2. The move of Vernon Hargreaves to the nickel back role led to some improvement but circumstances may make that a brief experiment.
After the Buccaneers' loss at Arizona, Koetter confirmed that he was concerned about the play of second-year cornerback Vernon Hargreaves. Hargreaves understood, saying he simply hadn't provided the production that was expected of him.
On Sunday, the Bucs switched up the secondary to try to get that production out of Hargreaves and the right cornerback spot. Hargreaves moved into the slot and former nickel back Robert McClain took over on the outside, opposite Brent Grimes. Hargreaves took to the new role well, breaking up a couple passes, while McClain recorded eight tackles, a tackle for loss and a pass defensed.
"I think Vernon played better," said Koetter. "Obviously when you are playing nickel, depending on what the other team does with their personnel – his snap count was basically cut in half and that's dictated by how much nickel defense we are in. We were pleased with the way Vernon responded and that's the first step."

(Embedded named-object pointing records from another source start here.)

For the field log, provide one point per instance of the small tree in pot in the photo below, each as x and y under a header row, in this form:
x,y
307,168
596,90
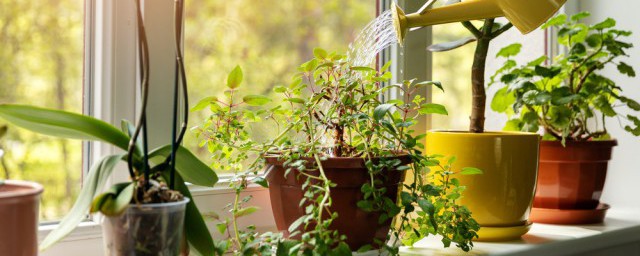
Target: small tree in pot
x,y
335,167
145,215
571,101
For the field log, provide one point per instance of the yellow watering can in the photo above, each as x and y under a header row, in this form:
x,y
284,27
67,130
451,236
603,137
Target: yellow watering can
x,y
526,15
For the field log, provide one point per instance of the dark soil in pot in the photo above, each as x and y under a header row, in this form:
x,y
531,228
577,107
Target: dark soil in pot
x,y
572,177
360,227
146,229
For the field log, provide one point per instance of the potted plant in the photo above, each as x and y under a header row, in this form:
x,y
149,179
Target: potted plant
x,y
501,198
19,204
145,215
570,101
336,164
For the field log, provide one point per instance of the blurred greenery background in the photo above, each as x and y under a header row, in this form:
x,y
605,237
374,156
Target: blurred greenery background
x,y
41,63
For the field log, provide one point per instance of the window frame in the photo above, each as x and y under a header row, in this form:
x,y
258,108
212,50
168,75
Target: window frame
x,y
111,93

Koetter also gave McClain a decent review for his work on the outside, though he indicated that the veteran cornerback had a couple errors in his run-fits. Given those results, the Buccaneers might have been expected to stick with the new alignment a while longer. However, that may not be possible in the short term because McClain is currently in the NFL's concussion protocol. The same thing has kept safety Josh Robinson out for the last two games.

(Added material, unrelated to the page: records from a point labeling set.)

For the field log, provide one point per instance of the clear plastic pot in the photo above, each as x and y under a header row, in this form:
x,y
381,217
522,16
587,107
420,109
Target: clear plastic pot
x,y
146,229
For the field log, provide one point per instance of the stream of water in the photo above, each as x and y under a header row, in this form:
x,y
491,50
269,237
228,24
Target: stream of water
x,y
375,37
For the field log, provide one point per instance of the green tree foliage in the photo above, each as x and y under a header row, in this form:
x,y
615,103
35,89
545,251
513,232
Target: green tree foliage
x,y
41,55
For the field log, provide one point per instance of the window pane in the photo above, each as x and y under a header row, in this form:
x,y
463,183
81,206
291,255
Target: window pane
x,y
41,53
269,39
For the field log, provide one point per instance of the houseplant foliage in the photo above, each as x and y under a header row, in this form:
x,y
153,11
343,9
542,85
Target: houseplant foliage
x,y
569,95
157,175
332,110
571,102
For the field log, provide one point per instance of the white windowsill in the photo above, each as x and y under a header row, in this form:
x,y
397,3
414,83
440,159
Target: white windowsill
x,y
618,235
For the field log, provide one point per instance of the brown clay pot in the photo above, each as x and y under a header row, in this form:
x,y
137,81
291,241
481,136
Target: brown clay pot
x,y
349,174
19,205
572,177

"That's going to depend on injuries," said Koetter. "You only have so many guys who can play corner and so many guys who can play nickel. Robert McClain who we moved outside is now in concussion protocol, so that will have some play in it."
If McClain is sidelined next Sunday, the Buccaneers could choose to replace him with second-year man Ryan Smith, as they did late in Sunday's game after McClain was injured. Or they could put Hargreaves back in his previous spot and use Javien Elliott in the nickel. That is the current extent of the team's cornerback depth.

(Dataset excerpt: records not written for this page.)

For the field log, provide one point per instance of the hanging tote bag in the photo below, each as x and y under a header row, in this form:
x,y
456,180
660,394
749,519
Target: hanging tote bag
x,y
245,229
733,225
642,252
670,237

3. The Bucs' offense once again took a little too long to start putting the ball in the end zone, but that wasn't because quarterback Jameis Winston was limited by his injured shoulder.
In Week Six, Winston left an NFL game due to injury for the first time in his three-year career. He hurt the AC joint in his right (throwing) shoulder and wasn't able to throw with as much zip as he needed. Ryan Fitzpatrick came in and threw for 290 yards and three touchdowns during the Bucs' furious comeback attempt.
That development obviously put Winston's availability for Sunday's game in Buffalo in doubt. He did not throw at all in practice on Wednesday or Thursday, as per the team's plan. However, Winston had shown enough improvement by the end of the week to take all the first-team snaps in practice on Friday. After that workout, Koetter announced that Winston would start against the Bills.
Winston ended up throwing 44 passes in Buffalo, and at no point did it look like his shoulder was an issue. He completed 32 of those throws for 384 yards, three touchdowns and one interception, finishing the game with a passer rating of 112.3. Statistically, it was one of his better games as a pro, and even his one interception didn't end up hurting the Bucs' much. Buffalo got into scoring range after that pick but ran out of time before they could get a field goal attempt off.
"Jameis really played pretty well," said Koetter. "He had an ill-advised interception there before the half. We were kind of nickel and diming it on the two previous plays and he tried to force that one in there. Luckily that particular one didn't hurt us. The fact that Jameis wasn't able to throw on Wednesday and Thursday and come out and play like he did [with] the number of explosives [and] his numbers in the second half. I thought Jameis played pretty well."